Путь всякой плоти. Роман - страница 3
Таково было многообещающее начало жизненной карьеры Джорджа. Теперь он одевался более модно, чем прежде, а некоторая деревенская простота манер и речи, усвоенная в Пэйлхэме, исчезла без следа так стремительно, что вскоре уже стало невозможно обнаружить следы того, что он был рожден и воспитан в иной среде, чем та, какую принято называть образованной. Мальчик проявлял большое старание в работе и более чем оправдал благоприятное мнение, составленное о нем мистером Фэйрли. Иногда мистер Фэйрли отпускал его на несколько дней в Пэйлхэм, и вскоре родители заметили, что он приобрел вид и манеру речи, отличные от тех, с какими покинул Пэйлхэм. Они гордились им и быстро поняли свое место, отказавшись от всякой видимости родительского контроля, в котором и в самом деле не было никакой нужды. Джордж, в свою очередь, был всегда к ним добр и до конца жизни сохранял к отцу и матери теплое чувство, какого, по-моему, не испытывал более ни к одному мужчине, женщине или ребенку.

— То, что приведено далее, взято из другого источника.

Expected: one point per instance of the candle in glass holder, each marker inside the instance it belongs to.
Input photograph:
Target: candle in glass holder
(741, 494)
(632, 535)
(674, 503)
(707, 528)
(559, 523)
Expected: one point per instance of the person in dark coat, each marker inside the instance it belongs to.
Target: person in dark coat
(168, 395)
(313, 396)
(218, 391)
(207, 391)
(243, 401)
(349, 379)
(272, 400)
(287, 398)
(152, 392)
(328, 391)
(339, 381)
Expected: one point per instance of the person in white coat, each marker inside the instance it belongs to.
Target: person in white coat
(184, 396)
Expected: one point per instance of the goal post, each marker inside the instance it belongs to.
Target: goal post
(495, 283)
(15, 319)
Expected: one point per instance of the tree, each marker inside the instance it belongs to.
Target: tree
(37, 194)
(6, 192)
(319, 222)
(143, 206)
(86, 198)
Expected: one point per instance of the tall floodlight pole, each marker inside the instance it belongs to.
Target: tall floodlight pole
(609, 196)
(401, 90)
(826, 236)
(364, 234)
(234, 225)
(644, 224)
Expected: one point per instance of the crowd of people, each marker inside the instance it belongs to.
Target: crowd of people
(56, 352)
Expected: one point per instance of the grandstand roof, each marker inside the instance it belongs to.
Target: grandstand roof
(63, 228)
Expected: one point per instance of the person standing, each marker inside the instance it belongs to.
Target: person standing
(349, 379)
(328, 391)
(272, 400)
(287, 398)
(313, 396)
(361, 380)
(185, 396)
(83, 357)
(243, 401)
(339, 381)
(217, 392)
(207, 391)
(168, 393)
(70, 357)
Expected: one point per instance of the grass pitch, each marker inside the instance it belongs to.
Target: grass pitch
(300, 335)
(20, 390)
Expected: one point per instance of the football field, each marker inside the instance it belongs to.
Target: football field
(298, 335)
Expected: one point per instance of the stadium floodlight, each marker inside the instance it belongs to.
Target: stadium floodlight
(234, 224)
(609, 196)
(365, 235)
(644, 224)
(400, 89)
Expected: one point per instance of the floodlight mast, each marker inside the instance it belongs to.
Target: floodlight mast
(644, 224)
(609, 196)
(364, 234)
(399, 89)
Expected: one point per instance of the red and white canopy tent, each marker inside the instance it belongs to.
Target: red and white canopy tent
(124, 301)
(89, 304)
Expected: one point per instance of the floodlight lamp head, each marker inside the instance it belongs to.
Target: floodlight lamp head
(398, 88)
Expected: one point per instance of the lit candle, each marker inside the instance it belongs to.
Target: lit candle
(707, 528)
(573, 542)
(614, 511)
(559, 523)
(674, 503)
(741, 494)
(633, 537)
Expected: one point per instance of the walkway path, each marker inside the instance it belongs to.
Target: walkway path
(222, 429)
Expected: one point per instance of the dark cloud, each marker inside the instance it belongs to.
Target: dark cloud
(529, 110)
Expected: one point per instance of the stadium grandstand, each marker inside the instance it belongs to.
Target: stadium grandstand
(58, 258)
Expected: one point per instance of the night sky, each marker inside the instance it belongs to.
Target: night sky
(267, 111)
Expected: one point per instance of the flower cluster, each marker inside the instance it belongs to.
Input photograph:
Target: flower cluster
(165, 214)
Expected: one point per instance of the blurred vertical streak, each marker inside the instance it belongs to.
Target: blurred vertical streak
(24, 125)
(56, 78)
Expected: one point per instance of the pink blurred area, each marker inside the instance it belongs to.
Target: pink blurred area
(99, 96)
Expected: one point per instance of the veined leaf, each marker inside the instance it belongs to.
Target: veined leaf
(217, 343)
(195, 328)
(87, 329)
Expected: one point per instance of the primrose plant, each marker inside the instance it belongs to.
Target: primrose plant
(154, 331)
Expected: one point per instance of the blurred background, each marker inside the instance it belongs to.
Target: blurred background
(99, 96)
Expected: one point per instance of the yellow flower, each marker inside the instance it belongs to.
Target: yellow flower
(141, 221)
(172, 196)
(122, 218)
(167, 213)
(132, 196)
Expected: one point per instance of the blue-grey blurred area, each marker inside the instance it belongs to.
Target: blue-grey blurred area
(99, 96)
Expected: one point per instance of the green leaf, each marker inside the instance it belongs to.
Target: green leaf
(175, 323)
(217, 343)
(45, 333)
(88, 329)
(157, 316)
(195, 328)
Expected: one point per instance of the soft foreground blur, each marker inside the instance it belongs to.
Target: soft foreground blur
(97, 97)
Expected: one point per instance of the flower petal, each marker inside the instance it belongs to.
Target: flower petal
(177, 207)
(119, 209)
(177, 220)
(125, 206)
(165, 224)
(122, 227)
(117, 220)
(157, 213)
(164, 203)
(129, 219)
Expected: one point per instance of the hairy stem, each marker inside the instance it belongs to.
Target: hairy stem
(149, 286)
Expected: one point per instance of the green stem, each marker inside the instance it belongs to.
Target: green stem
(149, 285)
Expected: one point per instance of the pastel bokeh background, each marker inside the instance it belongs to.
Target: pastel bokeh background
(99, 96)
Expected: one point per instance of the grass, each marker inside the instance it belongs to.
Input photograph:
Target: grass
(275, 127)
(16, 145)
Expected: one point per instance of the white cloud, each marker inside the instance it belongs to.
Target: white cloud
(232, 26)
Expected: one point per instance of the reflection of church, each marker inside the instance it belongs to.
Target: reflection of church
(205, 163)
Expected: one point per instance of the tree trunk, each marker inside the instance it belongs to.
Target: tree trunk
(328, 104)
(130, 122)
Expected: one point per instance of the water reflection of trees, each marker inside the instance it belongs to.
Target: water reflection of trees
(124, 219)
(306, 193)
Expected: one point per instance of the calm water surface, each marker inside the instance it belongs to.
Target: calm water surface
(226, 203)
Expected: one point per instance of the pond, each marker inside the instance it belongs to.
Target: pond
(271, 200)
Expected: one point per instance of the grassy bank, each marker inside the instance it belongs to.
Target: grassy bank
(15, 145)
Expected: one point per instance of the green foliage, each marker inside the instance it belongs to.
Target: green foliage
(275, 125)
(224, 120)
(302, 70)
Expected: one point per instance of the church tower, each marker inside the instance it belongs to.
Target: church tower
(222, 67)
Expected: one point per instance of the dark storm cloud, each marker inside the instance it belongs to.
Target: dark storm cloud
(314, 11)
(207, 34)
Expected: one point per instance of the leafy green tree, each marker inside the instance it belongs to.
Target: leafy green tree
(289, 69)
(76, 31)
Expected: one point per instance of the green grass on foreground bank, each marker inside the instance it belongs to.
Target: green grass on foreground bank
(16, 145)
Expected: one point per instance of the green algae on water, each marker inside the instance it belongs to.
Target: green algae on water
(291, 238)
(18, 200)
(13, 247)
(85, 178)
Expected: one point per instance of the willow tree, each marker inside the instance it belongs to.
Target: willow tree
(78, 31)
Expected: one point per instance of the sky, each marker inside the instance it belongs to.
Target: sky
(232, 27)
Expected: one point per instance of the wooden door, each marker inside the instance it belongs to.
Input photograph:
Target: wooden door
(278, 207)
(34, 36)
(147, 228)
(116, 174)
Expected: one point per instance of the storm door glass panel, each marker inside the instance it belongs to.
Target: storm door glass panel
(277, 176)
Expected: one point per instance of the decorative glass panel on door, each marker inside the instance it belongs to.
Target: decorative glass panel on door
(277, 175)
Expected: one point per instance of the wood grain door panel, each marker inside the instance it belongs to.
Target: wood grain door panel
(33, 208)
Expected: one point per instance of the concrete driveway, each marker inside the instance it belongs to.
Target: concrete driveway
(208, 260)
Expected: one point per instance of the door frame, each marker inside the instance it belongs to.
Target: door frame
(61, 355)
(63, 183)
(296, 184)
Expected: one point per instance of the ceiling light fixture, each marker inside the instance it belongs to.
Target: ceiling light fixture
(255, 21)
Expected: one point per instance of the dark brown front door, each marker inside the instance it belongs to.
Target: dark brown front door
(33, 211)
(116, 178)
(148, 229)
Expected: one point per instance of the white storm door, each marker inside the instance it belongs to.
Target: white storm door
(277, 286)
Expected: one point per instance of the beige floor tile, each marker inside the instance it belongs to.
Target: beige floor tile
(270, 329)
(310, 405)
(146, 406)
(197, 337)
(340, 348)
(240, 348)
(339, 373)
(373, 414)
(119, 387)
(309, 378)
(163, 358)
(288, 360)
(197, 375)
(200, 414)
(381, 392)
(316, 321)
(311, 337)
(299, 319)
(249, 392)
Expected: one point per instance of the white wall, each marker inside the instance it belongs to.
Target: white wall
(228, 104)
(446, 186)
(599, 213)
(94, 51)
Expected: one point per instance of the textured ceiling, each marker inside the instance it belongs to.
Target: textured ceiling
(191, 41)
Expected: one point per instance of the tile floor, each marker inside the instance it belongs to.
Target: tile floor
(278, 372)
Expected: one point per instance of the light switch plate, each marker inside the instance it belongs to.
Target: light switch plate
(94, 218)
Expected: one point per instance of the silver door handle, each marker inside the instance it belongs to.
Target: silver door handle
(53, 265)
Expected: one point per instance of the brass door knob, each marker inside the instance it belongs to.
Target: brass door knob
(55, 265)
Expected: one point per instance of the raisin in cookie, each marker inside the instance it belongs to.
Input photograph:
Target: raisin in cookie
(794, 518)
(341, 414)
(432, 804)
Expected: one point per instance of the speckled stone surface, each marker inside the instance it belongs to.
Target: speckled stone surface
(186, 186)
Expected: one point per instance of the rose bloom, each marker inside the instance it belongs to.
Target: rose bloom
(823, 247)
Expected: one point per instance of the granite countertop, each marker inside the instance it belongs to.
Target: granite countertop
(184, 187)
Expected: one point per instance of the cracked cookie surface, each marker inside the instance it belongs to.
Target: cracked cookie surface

Посещения Джорджем Пэйлхэма никогда не бывали длительными, так как расстояние от Лондона составляло менее пятидесяти миль, и поскольку имелся прямой дилижанс, то поездка не представляла труда. Вследствие краткости встреч ощущение новизны не успевало изгладиться ни у молодого человека, ни у его родителей. Джорджу нравились свежий деревенский воздух и зеленые поля – после сумрачности, к которой он так долго привыкал на Патерностер-роу, являвшей собой тогда, как и теперь, скорее узкий темный переулок, чем улицу. Помимо удовольствия видеть знакомые лица фермеров и деревенских жителей, ему нравилось также показать себя и услышать похвалы тому, что он превратился в такого видного и удачливого молодого человека, ибо он был не из тех юношей, кто таит свои успехи под спудом. Дядя заставил его по вечерам заниматься латынью и греческим. Эти языки дались ему легко, и он быстро овладел тем, на что у многих мальчиков уходят годы. Полагаю, познания наделяли его самоуверенностью, которая обнаруживалась независимо от того, хотел он этого или нет. Во всяком случае, скоро он начал изображать из себя знатока литературы, а от этого недалеко было и до признания себя знатоком искусства, архитектуры, музыки и всего прочего. Подобно своему отцу, он знал цену деньгам, но при этом был более тщеславен и менее щедр, чем отец: уже юношей был этаким обстоятельным малым и взял себе за правило руководствоваться принципами, испробованными на личном опыте и себя оправдавшими, а не теми глубокими убеждениями, которые у его отца были настолько естественны, что он даже не отдавал себе в них отчета.
Его отец, как я уже говорил, им восхищался и предоставил ему идти своим путем. Сын все более от него отдалялся, и отец без лишних слов отлично это понимал. По прошествии нескольких лет он усвоил привычку надевать свою лучшую одежду всякий раз, как сын приезжал навестить его, и не позволял себе сменить ее на обычный костюм до тех пор, пока молодой человек не отправлялся обратно в Лондон. Думаю, старый мистер Понтифекс наряду с гордостью и любовью испытывал также некоторый страх перед сыном, как перед существом, ему совершенно непонятным, чей образ мыслей, несмотря на внешнее согласие, был, тем не менее, чужд его собственному. Миссис Понтифекс ничего подобного не чувствовала; для нее Джордж был чистым и абсолютным совершенством, и она с удовольствием отмечала, или ей так казалось, что и чертами лица, и характером он походит более на нее и ее родственников, чем на ее мужа и его родных.